Faced with the sliding rupee, the government is considering allowing unlisted companies to launch public offers in overseas markets and raise funds in foreign currency. "The proposal to allow unlisted companies to list on overseas stock exchanges through Initial Public Offering (IPO) is being
considered," a senior finance ministry official said.
Under the current norms, only those companies that are listed on the domestic stock exchanges are permitted to list on bourses overseas.
The move is expected to help the companies meet their foreign exchange requirements and at the same time ease pressure on the domestic currency, which has been touching new lows over the past couple of months.

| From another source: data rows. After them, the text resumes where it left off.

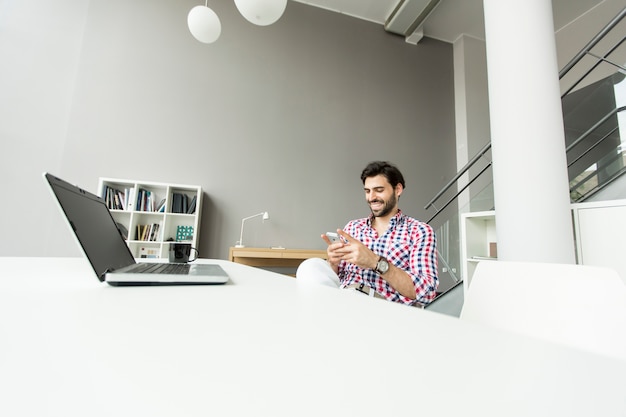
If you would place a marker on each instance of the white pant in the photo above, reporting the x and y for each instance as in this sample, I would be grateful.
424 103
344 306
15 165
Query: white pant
317 271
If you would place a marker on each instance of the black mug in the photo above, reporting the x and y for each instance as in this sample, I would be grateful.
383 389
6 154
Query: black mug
180 253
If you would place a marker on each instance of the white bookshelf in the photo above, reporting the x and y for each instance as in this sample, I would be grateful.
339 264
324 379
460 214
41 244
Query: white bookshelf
137 216
478 231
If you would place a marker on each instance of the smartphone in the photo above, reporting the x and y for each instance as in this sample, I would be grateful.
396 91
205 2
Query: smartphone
333 237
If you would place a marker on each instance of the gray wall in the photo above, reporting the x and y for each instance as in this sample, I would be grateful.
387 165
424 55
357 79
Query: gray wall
280 118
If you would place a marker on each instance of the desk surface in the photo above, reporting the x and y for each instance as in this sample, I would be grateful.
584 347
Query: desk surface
264 344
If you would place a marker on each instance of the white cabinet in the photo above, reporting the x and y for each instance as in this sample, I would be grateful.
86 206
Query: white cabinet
151 214
600 229
478 242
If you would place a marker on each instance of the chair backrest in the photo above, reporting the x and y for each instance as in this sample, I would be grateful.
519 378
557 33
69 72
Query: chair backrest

"It would also help in reducing pressure on the CAD as such companies will either bring in the foreign exchange or utilise the proceeds to meet their own requirements," the official added.
The proposal will also help companies gain access to other markets at a time when the domestic stock market is witnessing massive sell-offs.
The BSE 30-stock index, Sensex, has lost around 1,500 points in the last four trading sessions amid the weakening of the domestic currency.
The rupee, which has been on a declining trend since June, touched all-time low of 64.49 against the US dollar in the intra-day trade today.
A weak rupee, which can mainly be attributed to widening of the Current Account Deficit (CAD), raises import cost and fuels inflation in addition to putting pressure on other macro economic parameters.
The CAD, which is the difference between the inflow and outflow of foreign exchange, touched a record high of $88.2 billion or 4.8% of GDP in 2012-13.
Finance minister P Chidambaram had last week said that CAD will be contained at $70 billion or 3.7% in the current fiscal.